- From: Seaborne, Andy <andy.seaborne@hp.com>
- Date: Wed, 25 May 2005 15:04:57 +0100
- To: Pat Hayes <phayes@ihmc.us>
- CC: Dan Connolly <connolly@w3.org>, www-archive@w3.org, Eric Prud'hommeaux <eric@w3.org>, Bijan Parsia <bparsia@isr.umd.edu>
Pat Hayes wrote:
> See http://www.ihmc.us/users/phayes/TEMP/DEFS_pat-1.html Not fully
> complete, questions in red.
>
> Pat
>
Answers to some questions and some question from me:
>let RDF-U be the set of all RDF URIs [[SHOULD THAT BE URI REFERENCES??]]
>let RDF-L be the set of all RDF Literals
>let RDF-B be the set of all blank nodes
The language RFC 3986 means that "URI" includes absolute URIs with a #frag. A
URI reference is only need if it were relative URIs.
> A triple pattern is a triple in (RDF-T union V)x (RDF-T union V)x (RDF-T
union V).
That puts literals into the property position.
Is that intentional?
> A Substitution is a partial mapping ...
I don't understand the distinction of substitution and solution. It seems that
a solution is a restriction of a substitution on the variables of a basic
patetrn but later it seems to be redefined/extended to all the pattern cases.
Therefore, why not just have "solution" -- substitution only gets used for basic
patterns.
>A SPARQL query is a 4-tuple consisting of a graph pattern, defined below; a
>dataset description, which is a set of URIs; a set of solution sequence
>modifiers, defined below [[Where are these defined??]], and a result form,
also >defined below.
[[Where are these defined??]] => should now be in the document.
> A pattern is one of:
> a basic graph pattern;
> a constrained pattern, which is a pattern plus a value constraint;
Is there a particular reason to make this a pair of (pattern, constraint)?
Would it work to just define "value constaint" and have define it to "match" a
solution if it evaulates to true?
This defines seems to exclude:
{ :x :p ?v } UNION { :y :q ?v } . FILTER ?v < 5
c.f. ?v math:lessThan 5
The doc currently tries to make contraints just a member of a group like
everything else.
> an optional pattern, which contains a pattern;
> a group pattern, which is a finite set of patterns;
> a union pattern, which is a finite set of patterns;
Is the "finite" significant? I'm happy to include it - just want to know.
> a dataset pattern, which is a pair of a graph identier and a pattern, where a
graph identifier is an element of (V union RDF-U)

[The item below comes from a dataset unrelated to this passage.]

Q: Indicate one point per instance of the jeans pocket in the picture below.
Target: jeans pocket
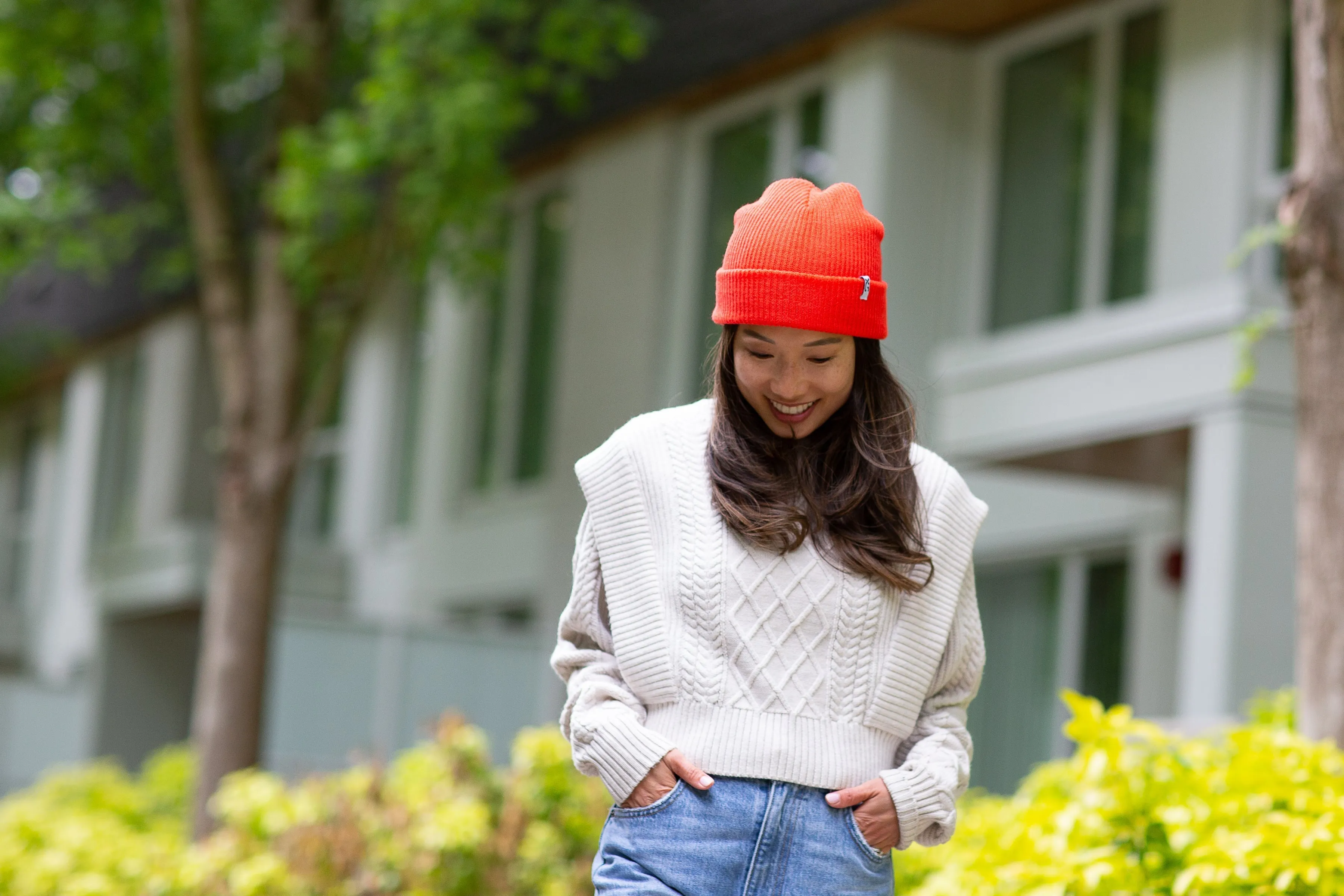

Will use the terminology "dataset pattern".
> Note, queries are understood to be evaluated with respect to a dataset.
Yes - Dan spotted that - definitely need to say this!
> If P is a basic graph pattern then a solution for P on D is any solution for
P > on some G with G in D or <x, G> in D. [[is that right? Do we include the
named > graphs even when the pattern does not mention datasets explicitly?]]
No - P matches the default graph but the GRAPH clause changes the graph matched.
There are two ways to do this I can see:
1/ Define the "active graph" as the one being matched - starts as the default
graph and GRAPH changes it to one of named ones.
2/ Define the default graph to change to the named one in GRAPH. GRAPH is anot
a scope - once inside a GRAPH clause, application can't see the default graph
but can change to another named GRAPH (a weird, if legal query).
My preference is 1.
> If P is a constrained pattern containing a pattern P' and a value constraint
V > then S is a solution for P when S is a solution for P' and S(V) evaluates to
> true.
As a check here - shouldn't that be V(S(P)) evalutes to be true?
If so, then there seems no special need to tie a constraint to a basic pattern.